Dynamic safety stock calculations (there are several) are standard in inventory textbooks. The calculation is standard in supply planning applications. There is no real evidence that the dynamic safety stock is valuable when applied to the industry. My hypothesis is that while the principle is correct, the standard dynamic safety stock formula itself is flawed.

The Lack of Evidence for the Effective Use of Dynamic Safety Stock Formula

It would be less necessary to intensively analyze the standard dynamic SS formula’s logic if there was a large amount of evidence that the standard dynamic SS formula was being widely used in companies.

But there isn’t evidence of this that I could find.

  • The mere fact that a formula is published does not prove it is in use and does not prove useful.
  • The evidence is quite to the contrary that the dynamic SS formula is rarely used. And it is not for lack of trying. All of my previous clients who have tested enabling the dynamic safety stock calculation eventually turned it off.

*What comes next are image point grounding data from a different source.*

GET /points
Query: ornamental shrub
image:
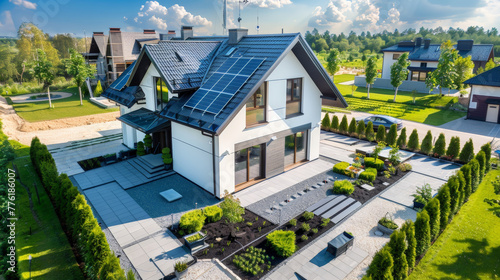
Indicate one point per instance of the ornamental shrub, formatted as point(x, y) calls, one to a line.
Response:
point(212, 213)
point(444, 204)
point(370, 174)
point(486, 148)
point(409, 228)
point(369, 133)
point(325, 123)
point(377, 164)
point(467, 153)
point(401, 143)
point(343, 125)
point(440, 146)
point(454, 147)
point(481, 159)
point(433, 209)
point(381, 265)
point(413, 142)
point(392, 135)
point(426, 147)
point(397, 247)
point(422, 232)
point(352, 127)
point(360, 130)
point(282, 242)
point(343, 187)
point(380, 133)
point(192, 221)
point(334, 126)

Practical Versus Theoretical Questioning of the Formula

At first, I thought this might have been because the high forecast inaccuracy causes companies not to want to carry the calculated safety stock. My detailed evaluation of the standard dynamic safety stock formula questions the standard formula. This is not just questioning practically (i.e., it is implemented successfully), but theoretically.

Creating a Customized and Constrained Safety Stock

A customized and safe stock calculator that considers variability and constraints can be developed per client. It must be customized for the limitations of the specific client.

The following are some areas to look out for when developing a safety stock calculation incorporating forecast error.

  1.  Zero Periods of Demand
  2. The Proper Forecast Error Measurement in the Time Dimension

1. Zero Periods of Demand

The standard dynamic SS formula does not use a forecast error but instead a standard deviation of demand. However, when you create a custom dynamic SS formula, you can use forecast error. This has advantages because forecast error is far more often discussed within forecasting departments and companies generally regarding the forecast than the standard deviation of demand.

Conclusion

While many people have attempted to list the standard SS formulas, I think what needs to be discussed is why the dynamic SS calculation is not used in companies. Rather than spending more time reiterating complex SS formulas, the question needs to be asked:

Why?

Part of the answer lies with most companies’ high forecast error. However, a second problem is the dynamic SS formula itself.

Contrary to what one might think, I found that no studies have shown that the dynamic SS formula works well for companies. In testing the formula myself, I was not impressed with the output. This led me to develop my SS formula, explained in this article.

Finally, while the standard dynamic SS formula will not meet a company’s inventory needs, the other end of the spectrum of guessing or not using math to determine safety stock is also ineffective. Even the most common approach of setting a safety day of supply combined with a lower value (to protect the SS when demand declines) leaves out many other dimensions that improve the SS.